In this context, the ability to access timely, reliable, and clearly presented information becomes a cornerstone of shared decision-making and patient-centered care [4]. In addition, disparities in health literacy can exacerbate inequities in care outcomes, underscoring the importance of personalized and accessible communication tools. Evidence suggests that patients’ improved understanding of their condition, treatment plans, and recovery processes enhances satisfaction, alleviates excessive anxiety, and fosters greater engagement in the clinical pathway [5].
With the rise of digital technologies, artificial intelligence (AI) has become a promising resource for addressing patient information needs.
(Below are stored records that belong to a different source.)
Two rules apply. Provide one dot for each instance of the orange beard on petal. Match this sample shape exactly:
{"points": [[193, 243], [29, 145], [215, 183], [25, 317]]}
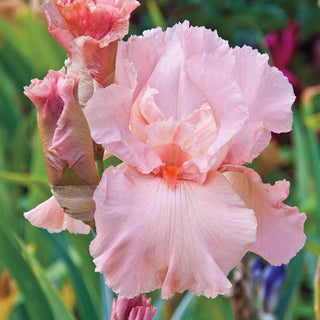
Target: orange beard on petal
{"points": [[170, 173]]}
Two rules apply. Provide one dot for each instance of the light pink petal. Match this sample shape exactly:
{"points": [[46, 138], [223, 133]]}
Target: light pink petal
{"points": [[280, 227], [166, 54], [137, 308], [153, 235], [65, 135], [268, 96], [95, 65], [108, 115], [49, 215]]}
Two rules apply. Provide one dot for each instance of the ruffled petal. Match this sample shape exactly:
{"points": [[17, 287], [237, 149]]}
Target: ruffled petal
{"points": [[268, 96], [72, 141], [154, 235], [50, 216], [108, 115], [280, 227]]}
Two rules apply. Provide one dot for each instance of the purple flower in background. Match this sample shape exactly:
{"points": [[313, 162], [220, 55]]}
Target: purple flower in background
{"points": [[283, 46]]}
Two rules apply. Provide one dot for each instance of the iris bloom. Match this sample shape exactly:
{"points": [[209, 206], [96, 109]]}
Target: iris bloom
{"points": [[68, 153], [181, 211], [137, 308], [89, 30], [283, 46]]}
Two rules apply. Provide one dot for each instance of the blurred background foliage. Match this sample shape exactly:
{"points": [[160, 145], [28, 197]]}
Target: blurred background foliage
{"points": [[51, 276]]}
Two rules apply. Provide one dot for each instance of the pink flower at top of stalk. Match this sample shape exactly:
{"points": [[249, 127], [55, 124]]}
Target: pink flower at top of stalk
{"points": [[181, 210], [89, 30], [283, 46]]}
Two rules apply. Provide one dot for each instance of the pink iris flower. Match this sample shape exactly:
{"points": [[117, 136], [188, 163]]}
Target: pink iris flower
{"points": [[89, 30], [68, 151], [137, 308], [181, 210]]}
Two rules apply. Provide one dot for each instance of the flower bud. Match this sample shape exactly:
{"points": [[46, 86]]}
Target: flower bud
{"points": [[89, 31], [66, 142]]}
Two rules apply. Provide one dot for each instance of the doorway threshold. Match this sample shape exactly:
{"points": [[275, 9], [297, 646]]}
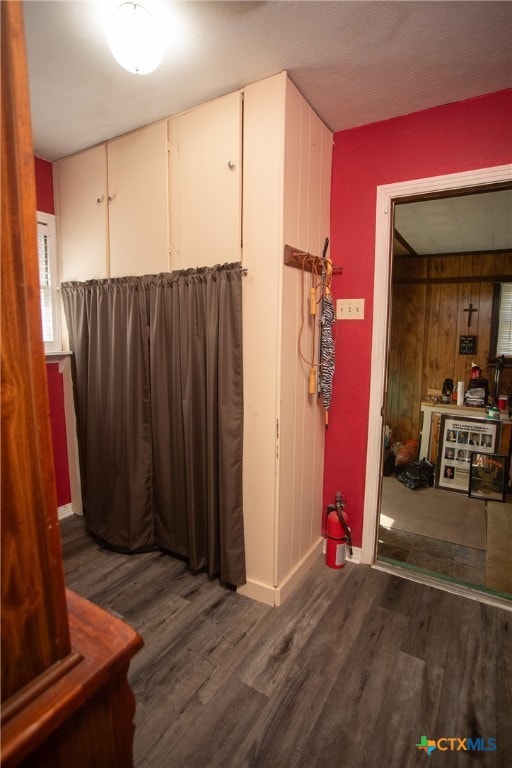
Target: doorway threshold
{"points": [[422, 576]]}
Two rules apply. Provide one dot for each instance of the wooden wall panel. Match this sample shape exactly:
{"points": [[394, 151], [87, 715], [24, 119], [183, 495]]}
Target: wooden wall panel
{"points": [[429, 296]]}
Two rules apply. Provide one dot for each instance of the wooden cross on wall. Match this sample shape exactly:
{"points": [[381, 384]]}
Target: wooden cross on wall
{"points": [[470, 311]]}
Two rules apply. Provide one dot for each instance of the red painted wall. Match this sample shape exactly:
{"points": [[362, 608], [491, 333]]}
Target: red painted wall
{"points": [[464, 136], [44, 185], [44, 192], [58, 424]]}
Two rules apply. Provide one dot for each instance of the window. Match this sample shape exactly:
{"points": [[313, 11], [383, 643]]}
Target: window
{"points": [[501, 331], [50, 308]]}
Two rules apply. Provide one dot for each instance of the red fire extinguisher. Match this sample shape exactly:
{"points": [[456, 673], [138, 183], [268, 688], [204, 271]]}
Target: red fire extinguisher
{"points": [[338, 534]]}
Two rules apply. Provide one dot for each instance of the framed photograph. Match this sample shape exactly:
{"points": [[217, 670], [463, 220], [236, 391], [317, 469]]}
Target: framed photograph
{"points": [[459, 437], [488, 476]]}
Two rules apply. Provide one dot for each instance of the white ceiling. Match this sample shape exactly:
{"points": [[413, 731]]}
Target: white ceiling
{"points": [[355, 62]]}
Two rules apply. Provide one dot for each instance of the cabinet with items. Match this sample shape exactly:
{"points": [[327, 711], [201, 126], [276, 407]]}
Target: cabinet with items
{"points": [[111, 205]]}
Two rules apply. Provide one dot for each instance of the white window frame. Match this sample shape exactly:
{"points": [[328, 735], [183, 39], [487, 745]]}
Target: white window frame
{"points": [[46, 227]]}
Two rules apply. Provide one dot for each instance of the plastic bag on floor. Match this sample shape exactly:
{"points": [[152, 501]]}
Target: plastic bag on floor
{"points": [[416, 474]]}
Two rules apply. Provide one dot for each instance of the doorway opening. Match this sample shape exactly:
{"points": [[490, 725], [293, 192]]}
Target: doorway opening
{"points": [[389, 197]]}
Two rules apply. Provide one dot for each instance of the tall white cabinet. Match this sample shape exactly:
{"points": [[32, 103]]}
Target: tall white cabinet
{"points": [[205, 182], [112, 207], [287, 175], [236, 178]]}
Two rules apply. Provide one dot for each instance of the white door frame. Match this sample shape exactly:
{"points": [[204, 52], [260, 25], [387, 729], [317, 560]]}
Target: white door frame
{"points": [[386, 194]]}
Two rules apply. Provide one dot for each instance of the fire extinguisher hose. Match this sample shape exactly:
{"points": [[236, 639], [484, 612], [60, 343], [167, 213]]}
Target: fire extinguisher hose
{"points": [[339, 510]]}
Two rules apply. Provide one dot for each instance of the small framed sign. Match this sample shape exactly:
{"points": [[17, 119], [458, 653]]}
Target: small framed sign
{"points": [[488, 475], [459, 436], [467, 345]]}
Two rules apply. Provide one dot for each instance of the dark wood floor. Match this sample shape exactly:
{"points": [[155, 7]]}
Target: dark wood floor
{"points": [[350, 672]]}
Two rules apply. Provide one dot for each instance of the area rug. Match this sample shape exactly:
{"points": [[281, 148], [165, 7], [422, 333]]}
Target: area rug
{"points": [[498, 574], [435, 513]]}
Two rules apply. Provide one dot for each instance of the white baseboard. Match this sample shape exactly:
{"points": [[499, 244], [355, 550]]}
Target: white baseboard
{"points": [[65, 511], [355, 557], [271, 595]]}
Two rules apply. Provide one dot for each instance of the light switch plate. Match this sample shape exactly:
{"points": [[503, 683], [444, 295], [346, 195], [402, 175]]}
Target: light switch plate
{"points": [[350, 309]]}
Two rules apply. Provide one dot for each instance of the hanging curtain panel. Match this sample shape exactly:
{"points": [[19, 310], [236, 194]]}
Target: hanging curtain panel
{"points": [[197, 407], [159, 396], [108, 336]]}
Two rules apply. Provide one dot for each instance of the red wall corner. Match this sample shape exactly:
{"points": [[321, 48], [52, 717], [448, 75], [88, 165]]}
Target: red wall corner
{"points": [[467, 135], [44, 185]]}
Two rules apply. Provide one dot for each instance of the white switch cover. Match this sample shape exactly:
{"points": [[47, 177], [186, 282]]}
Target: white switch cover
{"points": [[350, 309]]}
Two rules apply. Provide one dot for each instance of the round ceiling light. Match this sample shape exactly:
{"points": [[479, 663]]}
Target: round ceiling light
{"points": [[135, 39]]}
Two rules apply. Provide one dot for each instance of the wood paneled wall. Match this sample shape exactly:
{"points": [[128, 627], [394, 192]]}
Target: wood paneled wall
{"points": [[429, 295]]}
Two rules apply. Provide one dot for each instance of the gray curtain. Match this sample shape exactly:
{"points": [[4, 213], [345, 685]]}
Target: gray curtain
{"points": [[159, 399]]}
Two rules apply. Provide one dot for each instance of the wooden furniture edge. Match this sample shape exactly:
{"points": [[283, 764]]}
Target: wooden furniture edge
{"points": [[102, 647]]}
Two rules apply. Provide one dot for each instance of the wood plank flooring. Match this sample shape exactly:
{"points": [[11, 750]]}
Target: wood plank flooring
{"points": [[350, 672]]}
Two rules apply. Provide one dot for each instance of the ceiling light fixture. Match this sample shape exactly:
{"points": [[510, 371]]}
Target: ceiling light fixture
{"points": [[135, 38]]}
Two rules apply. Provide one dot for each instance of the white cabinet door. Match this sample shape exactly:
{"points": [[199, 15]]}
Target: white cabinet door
{"points": [[138, 205], [205, 172], [80, 189]]}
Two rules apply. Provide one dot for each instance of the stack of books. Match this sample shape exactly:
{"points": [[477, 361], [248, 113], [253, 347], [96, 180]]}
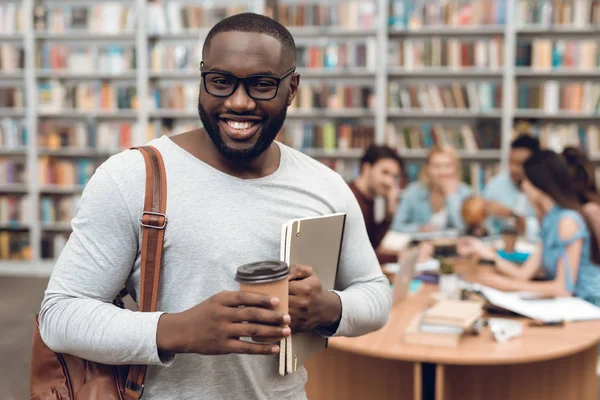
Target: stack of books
{"points": [[443, 324]]}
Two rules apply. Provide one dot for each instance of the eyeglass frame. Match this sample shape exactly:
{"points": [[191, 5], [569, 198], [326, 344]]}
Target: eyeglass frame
{"points": [[244, 81]]}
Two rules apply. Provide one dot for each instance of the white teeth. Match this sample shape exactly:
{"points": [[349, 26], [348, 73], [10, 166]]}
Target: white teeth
{"points": [[240, 125]]}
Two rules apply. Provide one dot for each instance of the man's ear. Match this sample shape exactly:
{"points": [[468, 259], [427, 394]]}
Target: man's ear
{"points": [[293, 89]]}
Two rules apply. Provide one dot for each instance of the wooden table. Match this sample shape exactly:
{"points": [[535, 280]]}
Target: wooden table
{"points": [[549, 363]]}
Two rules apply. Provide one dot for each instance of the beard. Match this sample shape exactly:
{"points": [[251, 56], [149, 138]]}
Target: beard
{"points": [[268, 131]]}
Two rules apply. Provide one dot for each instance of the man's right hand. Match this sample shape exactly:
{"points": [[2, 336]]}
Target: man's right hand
{"points": [[216, 325]]}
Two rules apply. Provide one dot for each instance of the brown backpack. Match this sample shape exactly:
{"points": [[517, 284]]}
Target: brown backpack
{"points": [[57, 376]]}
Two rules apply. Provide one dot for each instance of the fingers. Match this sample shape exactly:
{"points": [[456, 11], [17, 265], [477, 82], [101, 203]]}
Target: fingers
{"points": [[248, 299], [257, 330], [258, 316], [240, 347], [298, 303]]}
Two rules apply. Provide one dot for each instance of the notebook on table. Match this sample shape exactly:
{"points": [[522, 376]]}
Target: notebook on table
{"points": [[316, 242]]}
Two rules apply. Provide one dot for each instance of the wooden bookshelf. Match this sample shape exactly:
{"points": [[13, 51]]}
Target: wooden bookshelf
{"points": [[379, 27]]}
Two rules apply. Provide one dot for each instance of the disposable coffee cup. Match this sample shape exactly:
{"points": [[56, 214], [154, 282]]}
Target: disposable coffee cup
{"points": [[266, 277]]}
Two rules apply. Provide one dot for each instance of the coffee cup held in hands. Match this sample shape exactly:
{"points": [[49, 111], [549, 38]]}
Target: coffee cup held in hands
{"points": [[266, 277]]}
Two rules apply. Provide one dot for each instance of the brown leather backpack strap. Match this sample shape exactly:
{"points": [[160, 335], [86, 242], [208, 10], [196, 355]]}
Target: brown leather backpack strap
{"points": [[153, 221]]}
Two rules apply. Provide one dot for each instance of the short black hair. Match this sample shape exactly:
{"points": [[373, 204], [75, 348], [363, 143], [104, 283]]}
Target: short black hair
{"points": [[526, 141], [375, 153], [255, 23]]}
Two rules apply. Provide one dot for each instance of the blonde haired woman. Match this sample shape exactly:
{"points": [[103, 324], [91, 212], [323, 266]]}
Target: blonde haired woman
{"points": [[434, 202]]}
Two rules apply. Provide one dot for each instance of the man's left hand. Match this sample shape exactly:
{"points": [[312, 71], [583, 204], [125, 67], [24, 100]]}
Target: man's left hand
{"points": [[309, 305]]}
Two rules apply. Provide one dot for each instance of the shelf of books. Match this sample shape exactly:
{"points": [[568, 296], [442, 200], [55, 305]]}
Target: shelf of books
{"points": [[446, 62], [107, 75], [15, 218], [557, 74]]}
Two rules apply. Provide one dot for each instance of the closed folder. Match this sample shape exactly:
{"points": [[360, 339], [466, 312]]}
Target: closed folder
{"points": [[315, 242]]}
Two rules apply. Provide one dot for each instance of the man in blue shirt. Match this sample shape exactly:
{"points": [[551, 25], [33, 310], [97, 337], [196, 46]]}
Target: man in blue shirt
{"points": [[504, 198]]}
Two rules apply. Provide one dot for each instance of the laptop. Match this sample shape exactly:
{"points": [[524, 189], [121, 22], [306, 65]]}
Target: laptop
{"points": [[404, 276]]}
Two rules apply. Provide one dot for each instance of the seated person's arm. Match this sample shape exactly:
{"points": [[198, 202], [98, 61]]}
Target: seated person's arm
{"points": [[524, 272], [454, 203], [562, 284], [470, 246], [404, 218]]}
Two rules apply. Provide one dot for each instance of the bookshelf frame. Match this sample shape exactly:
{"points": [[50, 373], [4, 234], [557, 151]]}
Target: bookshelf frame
{"points": [[380, 77]]}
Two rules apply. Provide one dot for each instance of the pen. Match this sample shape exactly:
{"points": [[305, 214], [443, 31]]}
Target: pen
{"points": [[537, 323]]}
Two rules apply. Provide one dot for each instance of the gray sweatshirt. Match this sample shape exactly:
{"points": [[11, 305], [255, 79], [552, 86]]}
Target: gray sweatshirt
{"points": [[217, 222]]}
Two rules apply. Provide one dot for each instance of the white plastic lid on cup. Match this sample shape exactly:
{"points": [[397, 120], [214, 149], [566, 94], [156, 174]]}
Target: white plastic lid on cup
{"points": [[262, 272]]}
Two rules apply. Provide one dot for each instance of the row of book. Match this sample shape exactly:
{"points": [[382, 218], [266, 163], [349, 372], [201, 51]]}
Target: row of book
{"points": [[14, 246], [410, 14], [13, 133], [12, 97], [334, 96], [169, 56], [174, 96], [559, 136], [61, 172], [13, 210], [472, 96], [176, 17], [444, 52], [55, 96], [553, 96], [330, 54], [574, 13], [328, 135], [108, 17], [355, 14], [546, 54], [12, 17], [12, 58], [168, 127], [101, 59], [360, 53], [461, 137], [104, 136], [12, 172], [59, 209]]}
Large language models (LLMs), particularly conversational AI systems built on LLMs like ChatGPT, have gained attention as potential tools for delivering health-related information [6,7,8]. Their applications in healthcare have been explored across various contexts, including clinical decision support, medical documentation, answering medical queries, and patient education [9,10].
Importantly, as LLMs are increasingly incorporated into publicly available tools, patients may turn to these systems for guidance before or after consulting a medical professional. This trend raises both opportunities and concerns. On the one hand, these tools could help fill information gaps, especially when access to health professionals is limited. On the other hand, the lack of human supervision, variability in content quality, and limited ability to provide personalized responses call for systematic evaluation of these tools, especially when used in sensitive settings, such as cancer surgery. The reliability of these systems as a source of medical information—particularly in the sensitive context of breast cancer—remains a subject of growing debate [6,11,12]. While some studies highlight limitations, such as inconsistencies and contradictory outputs, others raise concerns about the information’s accuracy, privacy, bias, and legality. Additionally, questions persist regarding the systems’ ability to fully understand user questions and deliver easily understandable answers [13,14].
Understanding how these models perform in realistic, patient-centered scenarios can help define their appropriate role within clinical workflows. Rather than acting as stand-alone sources of medical advice, language templates, such as ChatGPT, could be integrated as support tools that reinforce information provided during consultations, clarify perioperative instructions, and offer accessible summaries of key recommendations. For example, they could be used to generate patient handouts, discharge instructions, or customized digital FAQs for common issues in breast cancer surgery. These tools can be particularly helpful in settings where time constraints limit in-person explanations or when patients require additional reassurance upon returning home. In this way, LLMs can help bridge communication gaps and help make patients more informed, engaged, and confident, without replacing the essential human relationship at the heart of surgical care.
In light of these considerations, the present study aims to evaluate the accuracy and readability of the conversational version of OpenAI’s GPT (ChatGPT) in generating responses to questions commonly asked by breast cancer patients regarding perioperative care, particularly about preparation for and recovery from surgery.

2. Materials and Methods

This observational study was conducted in November 2024. Fifteen questions, designed to represent queries from breast cancer patients, were submitted to ChatGPT (4o version). The questions concerned preparation for and recovery from surgery. Using REDCap’s “survey” feature, questions were administered anonymously to a group of 35 breast surgeons. Of these, 29 completed the survey, and their responses were included in the analysis. The readability was assessed using a readability tool accessed through a web-based application. Figure 1 presents the methodological workflow.

2.1. Questions

Drawing on clinical guidelines, clinical experience, scientific materials related to preoperative education, and printed educational brochures (based on national and international guidelines) routinely used, 15 questions were developed to simulate those of breast cancer patients, focusing on perioperative care and emphasizing preparation for and recovery from surgery. The topics addressed by these questions included smoking cessation, fasting, preoperative tests, medication management, skin preparation and shaving before surgery; wound care, drainage management, return to physical activity, lymphoedema prevention, nutrition, and pain management after surgery; as well as the psychological impact of the procedure, its effects on intimate and sexual life, the expected duration of hospitalization, and the need for follow-up care. The complete list of questions can be found in Supplementary Table S1.
To minimize biases and ensure consistency in ChatGPT’s responses, each question was submitted to the chat using a standardized prompt. The prompts explicitly specified that they came from women with breast cancer preparing for surgery, aiming to replicate realistic patient queries. Each question began with the standardized sentence “I need surgery for breast cancer” to provide context and ensure uniformity.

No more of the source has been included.